Out here, in the Inland Empire of SoCal - the Seventh-day Adventist Church has a large presence.
The SDA, like the Catholics - does not recognize the ordination of women.
This is from our local paper - The Press Enterprise:
Corona’s Sandra Roberts on Sunday, Oct. 27, became the first woman to lead a Seventh-day Adventist conference, a controversial move the worldwide church says it will not recognize.
Roberts, who last year became one of the first women ordained as an Adventist minister in the United States, was elected president of the five-county, Riverside-based Southeastern California Conference by a 72 to 28 percent margin. A conference is similar to a diocese.
Delegates at the meeting in Riverside’s La Sierra University Church of Seventh-day Adventists stood up and applauded loudly after the result was announced.
“I think this is an idea that’s past its time,” said Robert Edwards, former pastor of San Bernardino’s All Nations African Church of Seventh-day Adventists, after the vote. “I’m grateful she can be the first, and she won’t be the last.”
The vote puts the Southeastern conference at odds with the worldwide Adventist Church, which does not recognize the ordination of women.
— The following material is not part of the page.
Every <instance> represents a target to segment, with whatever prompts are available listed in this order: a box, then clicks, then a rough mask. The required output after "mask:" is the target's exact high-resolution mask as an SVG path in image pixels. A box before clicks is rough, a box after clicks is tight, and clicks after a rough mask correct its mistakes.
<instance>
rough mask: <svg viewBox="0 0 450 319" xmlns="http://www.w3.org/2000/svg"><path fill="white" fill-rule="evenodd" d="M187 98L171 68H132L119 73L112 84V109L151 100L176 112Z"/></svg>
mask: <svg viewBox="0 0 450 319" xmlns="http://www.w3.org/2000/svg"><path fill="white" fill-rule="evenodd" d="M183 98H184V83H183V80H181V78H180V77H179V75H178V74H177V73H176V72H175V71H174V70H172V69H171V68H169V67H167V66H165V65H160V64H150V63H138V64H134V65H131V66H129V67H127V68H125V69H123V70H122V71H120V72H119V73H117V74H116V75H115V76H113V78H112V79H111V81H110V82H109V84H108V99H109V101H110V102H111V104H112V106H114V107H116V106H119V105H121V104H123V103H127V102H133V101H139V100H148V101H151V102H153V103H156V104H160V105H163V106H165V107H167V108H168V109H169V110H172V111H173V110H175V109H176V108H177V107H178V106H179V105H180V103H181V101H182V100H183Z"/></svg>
Ricardo Graham, president of the five-state Pacific Union Conference, to which the Southeastern conference belongs, said worldwide church president Ted Wilson called him Saturday night to say the election of Roberts “would put the Southeastern conference and Pacific Union Conference in direct confrontation” with the world church.
Graham told delegates that Wilson asked him to convey to them that the election of a woman “would not be recognized by the world church.”
It’s unclear what that may mean, Graham said. World church officials were not available for comment Sunday.
Last year, the Pacific Union conference and an eight-state East Coast conference became the first in the nation to authorize the ordination of women, votes the world church’s executive committee called “serious mistakes” that “weaken the fabric of Church life.”
Opponents of Roberts’ nomination warned that the vote would sow divisions in the world church.
“Unity is moving together,” said Rodney Bowes, a lay delegate from Mentone Seventh-day Adventist Church. “This vote was specifically putting one conference in opposition to the rest of the church.”
Mario Veloso, a retired pastor and a delegate from Yucaipa Valley Spanish Seventh-day Adventist Church, said the conference should have waited until after 2015, when the world church is likely to vote on women’s ordination. Veloso said he is one of about 110 people on a church committee studying women’s ordination. The world church’s General Conference has voted twice against women’s ordination, in 1990 and 1995.
Veloso opposes the ordination of women, viewing it as against biblical teaching.
But others argued that nothing in the Bible prohibits women’s ordination.
Randy Roberts, the senior pastor of Loma Linda University Church of Seventh-day Adventists, said during deliberations over Roberts’ nomination that her election would promote unity, not undermine it.
“If we want unity, we have to fight for unity of all people,” he said.
In an interview after her election, Roberts said the church is stronger when it allows men and women to serve equally.
“God gives each person gifts and talents, whether you’re a male or a female…,” she said. “If we exclude one half of a demographic, we exclude half of a whole lot of gifts God has given to a whole lot of people in the body of Christ.”
Even though the world church forbids ordaining women as pastors, it allows “commissioning” them as pastors.
Roberts was a pastor at Corona Seventh-day Adventist Church from 1995 to 2000. Unordained pastors function almost identically as ordained pastors, said Gerry Chudleigh, spokesman for the Pacific Union Conference.
Edwards, an ordained pastor who once served under a unordained female pastor, views the distinction between unordained and ordained ministers as a matter of semantics. But he said it matters deeply for some people, especially in more conservative parts of the world, because of different scriptural interpretations.
The Southeastern California Conference includes Riverside, San Bernardino, Orange, San Diego and Imperial counties. With more than 74,000 members, it is the largest local Adventist conference in the country.
Roberts had served as executive secretary of the Southeastern conference since 2004. A 27-member nominating committee recommended Roberts, who was the only candidate for the presidency.